Impact of Obesity and Weight-Based Chemotherapy Dosing Adjustments on Outcomes of Allogeneic Hematopoietic Cell Transplant for Acute Myeloid Leukemia.

[BACKGROUND] Data on transplant outcomes of obese patients undergoing allogeneic hematopoietic cell transplant (alloHCT) have demonstrated conflicting results both in regard to the prognostic significance of obesity and appropriate dosing of chemotherapy to balance toxicity and efficacy.

[OBJECTIVES] We retrospectively evaluated 751 acute myeloid leukemia (AML) patients who underwent alloHCT at the Moffitt Cancer Center from 2010-2021 to compare transplant outcomes of obese (BMI ≥30 kg/m) and non-obese patients (BMI <30 kg/m). Transplant related outcomes included time to engraftment, acute graft-versus-host disease (aGVHD), moderate-severe chronic graft-versus-host disease (cGVHD), relapse, non-relapse mortality (NRM), relapse free survival (RFS), and overall survival (OS).

[STUDY DESIGN] Data was collected via internal database supplemented by direct records review. Univariate Cox regression models were developed using baseline variables, and multivariate Cox regression models were built using significant variables from univariate analysis and backwards selection. Similarly, Fine & Gray subdistribution hazard models were built when competing risks were present. Kaplan Meier curves were utilized to show RFS and OS. The time-to-event outcomes with competing risks were summarized by cumulative incidence curves. In the subgroup of patients with BMI ≥30 kg/m receiving melphalan based conditioning (n = 78), we compared outcomes in patients who received melphalan dosed on total body weight versus adjusted body weight.

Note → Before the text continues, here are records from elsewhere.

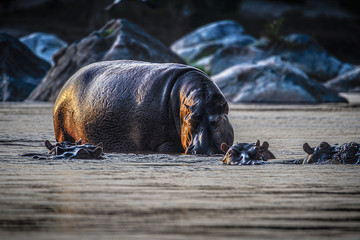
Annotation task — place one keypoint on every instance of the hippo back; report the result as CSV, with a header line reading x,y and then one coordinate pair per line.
x,y
124,104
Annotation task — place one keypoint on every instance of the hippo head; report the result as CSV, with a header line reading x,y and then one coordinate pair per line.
x,y
318,154
205,126
246,153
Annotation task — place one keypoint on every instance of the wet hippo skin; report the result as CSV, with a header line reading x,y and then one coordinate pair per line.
x,y
247,153
138,106
347,153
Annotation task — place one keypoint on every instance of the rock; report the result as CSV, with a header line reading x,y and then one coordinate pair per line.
x,y
304,53
346,82
44,45
118,39
206,40
272,81
20,69
233,55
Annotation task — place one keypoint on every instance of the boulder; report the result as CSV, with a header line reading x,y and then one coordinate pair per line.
x,y
206,40
233,55
346,82
20,69
44,45
118,39
272,81
304,53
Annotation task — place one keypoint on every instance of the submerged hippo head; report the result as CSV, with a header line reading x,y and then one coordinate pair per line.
x,y
318,154
74,150
247,153
206,126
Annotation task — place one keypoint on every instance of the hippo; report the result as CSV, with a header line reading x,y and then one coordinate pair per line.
x,y
133,106
75,150
347,153
247,153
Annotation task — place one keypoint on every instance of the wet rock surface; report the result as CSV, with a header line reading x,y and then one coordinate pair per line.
x,y
199,46
272,81
304,53
118,39
20,69
346,82
247,154
347,153
44,45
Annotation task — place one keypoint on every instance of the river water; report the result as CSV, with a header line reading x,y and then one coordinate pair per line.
x,y
162,196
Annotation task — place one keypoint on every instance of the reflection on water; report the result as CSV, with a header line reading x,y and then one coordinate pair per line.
x,y
142,196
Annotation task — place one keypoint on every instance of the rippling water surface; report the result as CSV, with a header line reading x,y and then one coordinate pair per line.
x,y
161,196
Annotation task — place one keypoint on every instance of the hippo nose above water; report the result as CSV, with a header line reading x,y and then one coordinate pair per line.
x,y
201,144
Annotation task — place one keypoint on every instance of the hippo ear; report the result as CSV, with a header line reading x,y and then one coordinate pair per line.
x,y
48,145
224,147
324,145
308,149
265,146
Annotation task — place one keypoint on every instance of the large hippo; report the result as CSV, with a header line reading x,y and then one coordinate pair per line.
x,y
133,106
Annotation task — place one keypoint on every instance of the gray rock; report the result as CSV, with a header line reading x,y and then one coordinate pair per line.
x,y
231,56
20,69
206,40
346,82
272,81
305,54
44,45
118,39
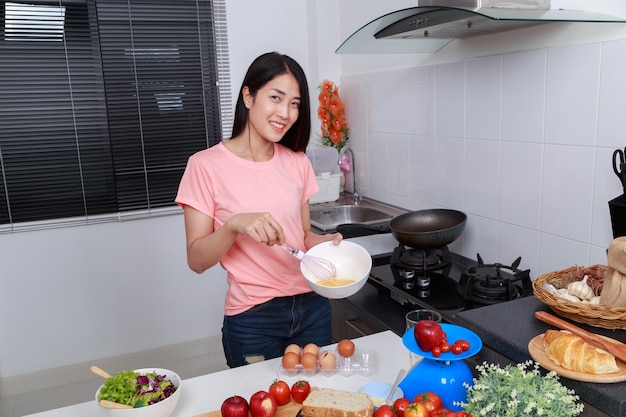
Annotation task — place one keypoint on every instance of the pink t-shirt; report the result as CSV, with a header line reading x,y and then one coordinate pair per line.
x,y
220,184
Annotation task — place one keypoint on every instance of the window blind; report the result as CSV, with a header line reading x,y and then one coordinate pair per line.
x,y
101,104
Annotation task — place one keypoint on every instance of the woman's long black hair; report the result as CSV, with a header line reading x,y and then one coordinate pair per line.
x,y
261,71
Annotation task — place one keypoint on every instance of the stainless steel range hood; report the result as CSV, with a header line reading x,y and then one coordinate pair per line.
x,y
434,23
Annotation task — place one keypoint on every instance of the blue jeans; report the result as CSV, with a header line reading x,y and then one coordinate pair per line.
x,y
264,331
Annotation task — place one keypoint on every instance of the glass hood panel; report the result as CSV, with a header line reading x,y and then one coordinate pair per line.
x,y
428,29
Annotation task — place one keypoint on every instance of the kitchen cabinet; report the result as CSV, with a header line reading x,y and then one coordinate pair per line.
x,y
350,323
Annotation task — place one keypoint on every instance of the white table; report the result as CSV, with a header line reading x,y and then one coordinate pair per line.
x,y
207,392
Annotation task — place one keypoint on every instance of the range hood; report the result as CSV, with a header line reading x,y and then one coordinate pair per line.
x,y
434,23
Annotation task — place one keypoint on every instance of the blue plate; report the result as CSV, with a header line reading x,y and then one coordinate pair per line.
x,y
453,333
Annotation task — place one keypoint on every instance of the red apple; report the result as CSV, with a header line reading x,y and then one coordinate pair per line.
x,y
262,404
428,334
235,406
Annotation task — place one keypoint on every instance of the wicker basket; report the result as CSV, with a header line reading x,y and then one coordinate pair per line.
x,y
604,316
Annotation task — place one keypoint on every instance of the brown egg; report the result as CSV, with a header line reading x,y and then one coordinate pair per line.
x,y
294,348
311,348
345,348
309,362
291,360
328,361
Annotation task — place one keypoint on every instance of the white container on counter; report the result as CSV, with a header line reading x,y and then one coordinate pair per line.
x,y
327,173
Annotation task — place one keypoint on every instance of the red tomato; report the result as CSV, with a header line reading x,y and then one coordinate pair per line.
x,y
430,400
280,391
428,334
415,410
300,390
463,343
400,405
441,412
385,410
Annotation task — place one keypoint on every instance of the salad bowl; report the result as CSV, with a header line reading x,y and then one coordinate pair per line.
x,y
163,408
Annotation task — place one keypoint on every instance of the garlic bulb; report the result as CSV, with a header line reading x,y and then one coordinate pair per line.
x,y
563,293
550,288
581,289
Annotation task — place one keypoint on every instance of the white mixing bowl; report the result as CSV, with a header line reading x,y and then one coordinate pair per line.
x,y
352,262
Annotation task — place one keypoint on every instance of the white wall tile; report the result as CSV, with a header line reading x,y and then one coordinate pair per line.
x,y
422,168
482,179
514,242
466,149
567,191
399,99
377,169
557,253
572,94
520,183
399,163
523,96
450,99
449,171
611,120
483,98
378,96
421,101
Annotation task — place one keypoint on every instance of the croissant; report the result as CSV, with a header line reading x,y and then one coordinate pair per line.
x,y
573,353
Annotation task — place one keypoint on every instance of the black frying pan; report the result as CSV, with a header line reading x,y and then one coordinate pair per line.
x,y
428,228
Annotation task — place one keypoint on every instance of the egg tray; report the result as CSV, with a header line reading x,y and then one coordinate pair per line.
x,y
362,362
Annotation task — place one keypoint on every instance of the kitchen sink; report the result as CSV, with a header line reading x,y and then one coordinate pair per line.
x,y
328,218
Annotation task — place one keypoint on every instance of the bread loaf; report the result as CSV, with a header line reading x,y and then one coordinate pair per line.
x,y
328,402
573,353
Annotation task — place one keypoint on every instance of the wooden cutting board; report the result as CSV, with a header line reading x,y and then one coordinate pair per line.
x,y
290,409
537,352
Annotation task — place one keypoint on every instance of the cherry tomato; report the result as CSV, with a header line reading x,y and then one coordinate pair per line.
x,y
441,412
463,343
300,390
456,349
385,410
280,391
400,405
415,410
430,400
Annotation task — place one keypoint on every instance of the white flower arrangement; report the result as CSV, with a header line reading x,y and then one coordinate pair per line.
x,y
519,390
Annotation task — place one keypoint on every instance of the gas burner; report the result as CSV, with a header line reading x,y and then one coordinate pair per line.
x,y
412,268
421,260
486,284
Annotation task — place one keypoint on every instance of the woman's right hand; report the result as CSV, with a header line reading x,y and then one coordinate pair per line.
x,y
260,227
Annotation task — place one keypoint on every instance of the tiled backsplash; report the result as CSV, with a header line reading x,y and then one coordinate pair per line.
x,y
521,142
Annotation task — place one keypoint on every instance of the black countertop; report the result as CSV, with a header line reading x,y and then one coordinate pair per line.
x,y
508,328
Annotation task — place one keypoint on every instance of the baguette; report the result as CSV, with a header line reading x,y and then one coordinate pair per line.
x,y
328,402
572,352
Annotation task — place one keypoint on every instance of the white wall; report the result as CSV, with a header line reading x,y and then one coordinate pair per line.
x,y
72,295
515,129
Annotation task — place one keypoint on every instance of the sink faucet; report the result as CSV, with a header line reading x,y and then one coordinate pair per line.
x,y
355,193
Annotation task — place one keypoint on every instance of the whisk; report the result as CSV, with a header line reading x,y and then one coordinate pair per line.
x,y
320,268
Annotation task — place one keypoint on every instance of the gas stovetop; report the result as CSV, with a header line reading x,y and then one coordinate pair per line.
x,y
448,282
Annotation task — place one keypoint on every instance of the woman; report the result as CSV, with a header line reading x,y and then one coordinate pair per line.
x,y
247,196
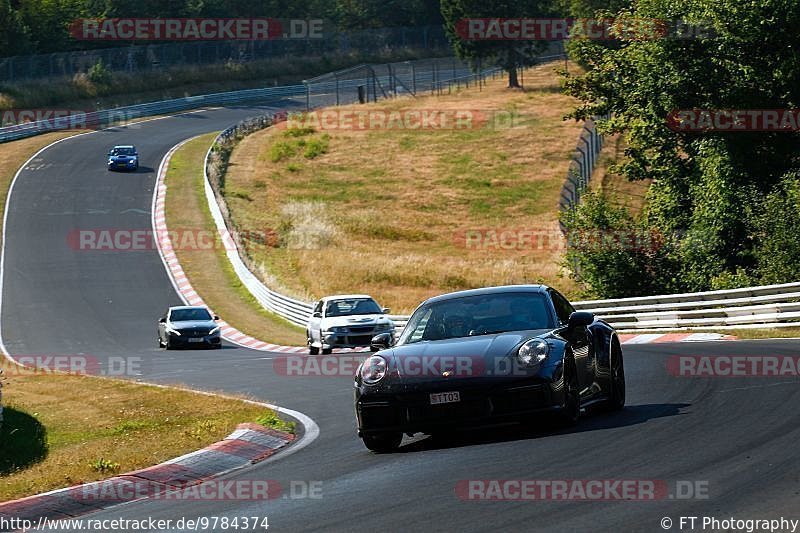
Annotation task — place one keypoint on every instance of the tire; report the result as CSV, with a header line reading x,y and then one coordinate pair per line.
x,y
616,398
312,350
570,410
383,442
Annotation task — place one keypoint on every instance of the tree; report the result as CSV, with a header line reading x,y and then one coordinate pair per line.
x,y
509,54
711,189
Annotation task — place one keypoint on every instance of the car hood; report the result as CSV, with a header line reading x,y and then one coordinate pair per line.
x,y
355,320
475,358
186,324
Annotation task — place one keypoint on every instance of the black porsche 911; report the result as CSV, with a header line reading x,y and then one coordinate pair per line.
x,y
484,355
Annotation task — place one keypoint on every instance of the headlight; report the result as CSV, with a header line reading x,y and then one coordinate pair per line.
x,y
373,369
533,352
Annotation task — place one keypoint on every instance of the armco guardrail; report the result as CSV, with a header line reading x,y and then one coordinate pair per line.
x,y
766,306
122,115
772,306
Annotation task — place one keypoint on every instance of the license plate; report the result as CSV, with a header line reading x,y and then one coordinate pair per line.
x,y
445,397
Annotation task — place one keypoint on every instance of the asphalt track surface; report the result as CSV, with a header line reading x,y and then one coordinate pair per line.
x,y
737,436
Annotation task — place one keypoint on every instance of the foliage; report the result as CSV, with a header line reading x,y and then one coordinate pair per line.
x,y
730,199
509,54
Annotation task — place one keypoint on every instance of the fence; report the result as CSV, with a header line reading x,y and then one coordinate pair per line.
x,y
143,58
581,166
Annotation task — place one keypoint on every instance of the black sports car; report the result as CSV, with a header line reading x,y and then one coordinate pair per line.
x,y
484,355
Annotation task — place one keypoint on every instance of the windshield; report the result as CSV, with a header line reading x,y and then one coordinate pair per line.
x,y
478,315
353,306
181,315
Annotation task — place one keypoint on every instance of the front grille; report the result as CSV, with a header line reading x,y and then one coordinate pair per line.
x,y
359,339
195,332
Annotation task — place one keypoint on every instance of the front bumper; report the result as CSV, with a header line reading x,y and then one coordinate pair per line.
x,y
186,341
350,340
123,165
411,411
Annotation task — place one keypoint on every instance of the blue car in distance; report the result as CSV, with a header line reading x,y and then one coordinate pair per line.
x,y
123,157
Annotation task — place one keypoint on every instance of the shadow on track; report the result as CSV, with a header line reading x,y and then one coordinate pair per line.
x,y
541,427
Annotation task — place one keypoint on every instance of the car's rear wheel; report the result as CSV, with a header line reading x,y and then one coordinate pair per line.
x,y
382,442
616,399
570,410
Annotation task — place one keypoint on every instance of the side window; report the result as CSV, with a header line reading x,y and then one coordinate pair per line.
x,y
563,307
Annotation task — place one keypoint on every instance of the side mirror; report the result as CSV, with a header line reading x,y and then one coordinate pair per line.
x,y
580,319
381,341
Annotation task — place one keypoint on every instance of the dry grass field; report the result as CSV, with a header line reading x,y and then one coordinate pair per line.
x,y
404,213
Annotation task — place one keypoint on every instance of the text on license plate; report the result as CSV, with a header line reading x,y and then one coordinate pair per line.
x,y
445,397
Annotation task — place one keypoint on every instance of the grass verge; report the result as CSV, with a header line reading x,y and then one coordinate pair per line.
x,y
385,211
60,430
209,270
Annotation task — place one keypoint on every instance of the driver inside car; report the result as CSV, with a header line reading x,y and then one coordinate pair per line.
x,y
456,326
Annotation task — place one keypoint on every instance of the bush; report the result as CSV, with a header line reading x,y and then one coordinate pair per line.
x,y
613,255
99,74
317,147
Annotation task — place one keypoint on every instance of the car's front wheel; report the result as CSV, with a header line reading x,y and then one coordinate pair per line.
x,y
382,442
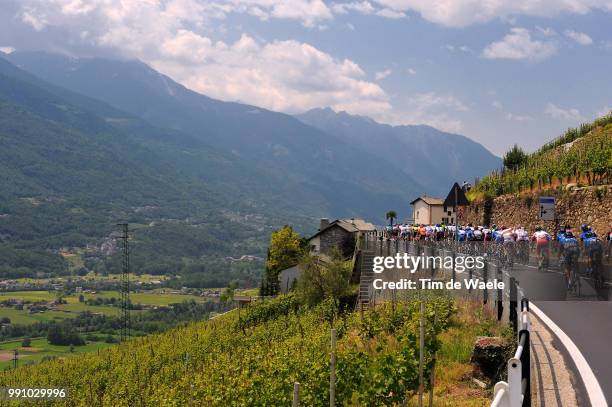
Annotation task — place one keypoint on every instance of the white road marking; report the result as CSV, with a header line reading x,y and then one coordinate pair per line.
x,y
596,396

[RESULTS] The cohort of 751 patients included 246 (32.8%) with BMI ≥30 kg/m, and 505 (67.2%) with BMI <30 kg/m. Median follow up time was 50 months. Engraftment did not differ between groups. The cumulative incidence of grade 2-4 aGVHD was 49% for patients with BMI ≥30 kg/m and 44% for patients with BMI <30 kg/m, (P = .28), while the cumulative incidence of moderate to severe cGVHD was 24% versus 25% (P = .56). The cumulative incidence of relapse at 2 years was 23% versus 27% for patients with BMI ≥30 kg/m and BMI <30 kg/m respectively (P = .41), and cumulative incidence of NRM at 1 year was 14% versus 15% (P = .94). OS at 2 years was 64% versus 59% for patients with BMI ≥30 kg/m and BMI <30 kg/m, respectively (P = .35). In multivariable analysis, BMI was not shown to affect aGVHD, moderate to severe cGVHD, NRM, RFS, relapse, or OS. In the analysis of obese patients who received melphalan, no significant differences in outcomes were found between those receiving melphalan dosed by total body weight versus adjusted body weight.

[CONCLUSIONS] In this study of North American AML patients receiving alloHCT with varying conditioning and GVHD prophylaxis, including post-transplant cyclophosphamide, there were no significant differences in clinical outcomes between patients with BMI ≥30 kg/m compared to patients with BMI <30 kg/m.